Sobre o debate que aqui referia, houve hoje um desenvolvimento interessante.
Há uns tempos a Comissão Europeia pediu ao ex-comissário António Vitorino que liderasse um processo de mediação entre os “stakeholders” interessados na matéria da cópia privada, para que produzisse recomendações para consideração da Comissão.
O documento final é melhor do que esperava. António Vitorino identifica que houve, recentemente, «the start of discussions in some Member States on possible alternatives to the device based levy system». Recordo a esse propósito a decisão de Espanha que deixou de taxar aparelhos e suportes para passar a compensar directamente as entidades gestoras de direito pelo orçamento espanhol (“Presupuestos Generales del Estado”): de mais de 100 milhões de euro no passado, este ano as entidades gestoras receberão 5 milhões.
António Vitorino acentua também que «In cases where rightholders are remunerated via licensing agreements, for the use (including the copying, as the case may be) of their works, it does not seem justified to make consumers pay a second time, in the form of levies.» Ou seja, que quem comprou uma música no iTunes ou outro serviço que licencia directamente a utilização e reprodução da obra protegida, não deve ser chamado a pagar segunda vez por via da taxa da cópia privada. «These and any other forms of double payment should be avoided.»
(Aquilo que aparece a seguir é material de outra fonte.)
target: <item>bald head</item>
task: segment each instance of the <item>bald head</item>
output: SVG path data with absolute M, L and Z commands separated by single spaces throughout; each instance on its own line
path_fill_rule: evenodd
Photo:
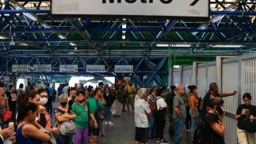
M 218 87 L 216 83 L 211 83 L 209 86 L 210 91 L 218 92 Z
M 177 87 L 177 94 L 178 94 L 178 95 L 185 94 L 185 87 L 183 85 L 178 86 L 178 87 Z

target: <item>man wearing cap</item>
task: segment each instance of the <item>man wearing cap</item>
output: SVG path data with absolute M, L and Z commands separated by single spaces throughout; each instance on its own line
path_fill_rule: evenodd
M 98 87 L 102 90 L 102 92 L 103 92 L 104 90 L 104 83 L 102 82 L 98 83 Z

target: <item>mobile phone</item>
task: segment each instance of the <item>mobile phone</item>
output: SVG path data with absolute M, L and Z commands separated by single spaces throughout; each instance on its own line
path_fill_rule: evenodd
M 219 113 L 220 116 L 223 115 L 224 111 L 223 111 L 222 108 L 220 105 L 217 105 L 216 107 L 216 110 Z

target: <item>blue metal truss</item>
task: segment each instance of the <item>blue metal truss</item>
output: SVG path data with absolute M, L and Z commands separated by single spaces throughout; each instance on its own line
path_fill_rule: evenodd
M 51 65 L 52 72 L 39 73 L 19 73 L 19 75 L 29 75 L 32 77 L 32 82 L 35 83 L 40 79 L 46 83 L 54 80 L 55 82 L 64 83 L 70 79 L 70 76 L 115 76 L 117 74 L 113 72 L 113 68 L 110 65 L 135 65 L 134 73 L 132 74 L 132 81 L 141 87 L 148 87 L 152 84 L 153 80 L 160 87 L 165 85 L 161 79 L 158 74 L 165 73 L 160 70 L 165 63 L 166 57 L 110 57 L 110 63 L 108 62 L 109 57 L 103 57 L 101 56 L 91 57 L 8 57 L 6 59 L 0 61 L 0 73 L 6 75 L 11 75 L 13 65 Z M 154 62 L 157 62 L 154 65 Z M 76 73 L 63 73 L 59 72 L 58 68 L 60 65 L 78 65 L 79 69 Z M 105 65 L 108 72 L 105 73 L 88 73 L 86 72 L 87 65 Z M 145 67 L 150 68 L 145 69 Z M 6 69 L 7 68 L 7 69 Z M 125 76 L 125 74 L 121 74 Z M 130 75 L 130 74 L 128 74 Z M 149 76 L 147 79 L 143 79 L 143 76 Z
M 31 2 L 35 3 L 32 8 L 28 6 Z M 87 73 L 86 65 L 104 65 L 109 72 L 105 75 L 111 76 L 114 65 L 130 64 L 135 65 L 132 78 L 137 84 L 149 87 L 154 82 L 161 86 L 164 85 L 161 68 L 166 57 L 215 57 L 256 50 L 256 2 L 252 0 L 212 0 L 210 7 L 223 10 L 211 9 L 209 20 L 52 18 L 49 9 L 40 9 L 49 2 L 0 3 L 0 37 L 4 38 L 0 39 L 1 72 L 10 72 L 13 64 L 50 64 L 54 76 L 60 74 L 59 65 L 78 65 L 77 75 L 94 76 L 102 74 Z M 14 46 L 10 46 L 12 41 Z M 190 47 L 176 46 L 184 43 Z M 217 44 L 243 46 L 212 46 Z

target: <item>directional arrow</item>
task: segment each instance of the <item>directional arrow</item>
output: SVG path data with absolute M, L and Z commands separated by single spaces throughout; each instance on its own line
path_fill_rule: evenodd
M 199 0 L 195 0 L 191 4 L 190 4 L 191 6 L 194 6 L 196 3 L 198 3 Z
Reconhecendo que estas compensações não acabarão de um dia para o outro, por fim é reconhecido que «on account of new business models and changing content consumption patterns, [they are] likely to decline». Evidente para quem siga os desenvolvimentos tecnológicos: streaming, cloud services, etc, farão com que as cópias privadas tenham cada vez mesmo impacte – ergo a sua compensação também.
Quem não quiser perder muito tempo pode concentrar-se no sumário da página 5. Mas gostaria de destacar que em todo o documento o mediador refere a relação do dano (“harm”) (que os espanhóis definiram como de 5 milhões em 2012 e 2013) causado ao detentor de direitos como fundamental para a definição da compensação.
De facto, quem ouviu os interessados, conclui que «views on what constitutes ‘harm’ diverge.» (p. 20). Das decisões judiciais conclui que «Defining and measuring that ‘harm’ would be crucial for the determination of the amount of ‘fair compensation’» Como a cópia privada é uma excepção ao direito de autor, o relator considera que uma das formas de avaliar o dano é «i.e. the additional payment they would have received for these additional copies».
Concordo. E se António Vitorino considera que «I am far from saying that these additional copies would cause minimal ‘harm’ and would not need to be compensated.» (p.21), a mim parece-me que isso não isenta (antes obriga!) o legislador de avaliar exactamente qual o dano que vai compensar antes de se apressar em encontrar um esquema para pagar aos detentores de direitos. E quem já nasceu como eu no mundo em que mp-3, minidiscs e iPods fazem parte do dia-a-dia sente uma coisa: os artistas, autores, editores, etc, de música vendem mais e não menos música/filmes/etc por haver a faculdade de se copiar para discos rígidos, leitores portáteis ou media centres. De facto, se não me for possível copiar este fabuloso disco de Vinicius que comprei há dias, eu não tenho interesse de o comprar. Compro só no iTunes ou dispenso de ouvir o poeta-cantor – seja como for o CD em si de pouco me serve. Ou seja, as editoras vendem mais e não menos por haver a faculdade de copiar e por isso a compensação oferece-se inútil e até ilegítima.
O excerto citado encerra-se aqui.